Spock told him he loved him. He said he wished him to be happy. And he offered a very small smile that day. That day when Jim thought, “Is it now?” every time he saw a hitch in Spock’s breathing.


Jim pressed their foreheads together and just breathed. Perhaps a tear or more slipped past his closed eyelids. A hand came up and cupped the back of his head. Jim was sure he should reply, speak of his love and all the things they had done together, but his throat was so tight. And he was sure Spock could feel everything he felt, could feel Jim though their skin contact and the bond. If not, the words had already been said hundreds of times, and Spock never forgot anything. Wherever Spock went, he would remember. He would leave on that journey with every memory of their life together tucked safely inside his soul. That was Jim's only consolation.

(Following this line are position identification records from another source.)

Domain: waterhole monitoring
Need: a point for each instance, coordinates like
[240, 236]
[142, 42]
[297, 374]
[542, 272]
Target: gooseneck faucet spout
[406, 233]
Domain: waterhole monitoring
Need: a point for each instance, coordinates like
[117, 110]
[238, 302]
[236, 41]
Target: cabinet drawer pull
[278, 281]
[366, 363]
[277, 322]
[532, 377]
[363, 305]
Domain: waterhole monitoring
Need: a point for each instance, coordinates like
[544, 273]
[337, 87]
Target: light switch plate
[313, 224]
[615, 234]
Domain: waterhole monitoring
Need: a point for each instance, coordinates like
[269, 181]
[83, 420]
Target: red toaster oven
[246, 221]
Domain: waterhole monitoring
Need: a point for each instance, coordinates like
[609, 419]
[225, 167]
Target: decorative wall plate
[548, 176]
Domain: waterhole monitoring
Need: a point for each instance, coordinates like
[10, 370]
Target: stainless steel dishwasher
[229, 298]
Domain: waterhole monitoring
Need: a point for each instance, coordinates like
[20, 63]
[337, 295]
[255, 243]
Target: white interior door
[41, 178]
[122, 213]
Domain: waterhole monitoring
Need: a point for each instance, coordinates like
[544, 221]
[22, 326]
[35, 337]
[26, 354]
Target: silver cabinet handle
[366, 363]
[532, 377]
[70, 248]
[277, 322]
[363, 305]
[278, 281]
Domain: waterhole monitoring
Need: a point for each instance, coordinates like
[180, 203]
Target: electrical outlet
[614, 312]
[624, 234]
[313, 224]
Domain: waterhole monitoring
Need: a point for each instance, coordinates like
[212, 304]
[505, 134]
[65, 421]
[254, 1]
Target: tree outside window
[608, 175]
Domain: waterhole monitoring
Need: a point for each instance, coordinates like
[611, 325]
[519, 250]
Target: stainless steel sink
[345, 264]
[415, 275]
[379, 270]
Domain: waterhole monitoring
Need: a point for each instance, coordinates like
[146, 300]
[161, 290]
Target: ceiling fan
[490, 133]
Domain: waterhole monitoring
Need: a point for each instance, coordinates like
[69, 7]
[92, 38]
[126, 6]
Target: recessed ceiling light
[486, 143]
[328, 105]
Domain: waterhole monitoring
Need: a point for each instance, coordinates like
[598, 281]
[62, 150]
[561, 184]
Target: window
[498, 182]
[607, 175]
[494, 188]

Two long days after that, Jim stood staring into space. He couldn’t go into their shared quarters, not yet. Now and then, he found himself wishing that the bond had taken him with Spock. Mostly though, he just felt numb. Space looked large and dark and endless. The stars that shone seemed very far away, out of reach.


As he stood there, he thought of Spock’s katra drifting around in the universe. Not alone, but waiting. A full mating bond can’t be broken completely, a small string always stays. Jim had desperately searched for that string, but he wasn’t as sensitive as a Vulcan. He refused to think that it didn’t exist. When his time did come, Spock must know to pull on his end of that string.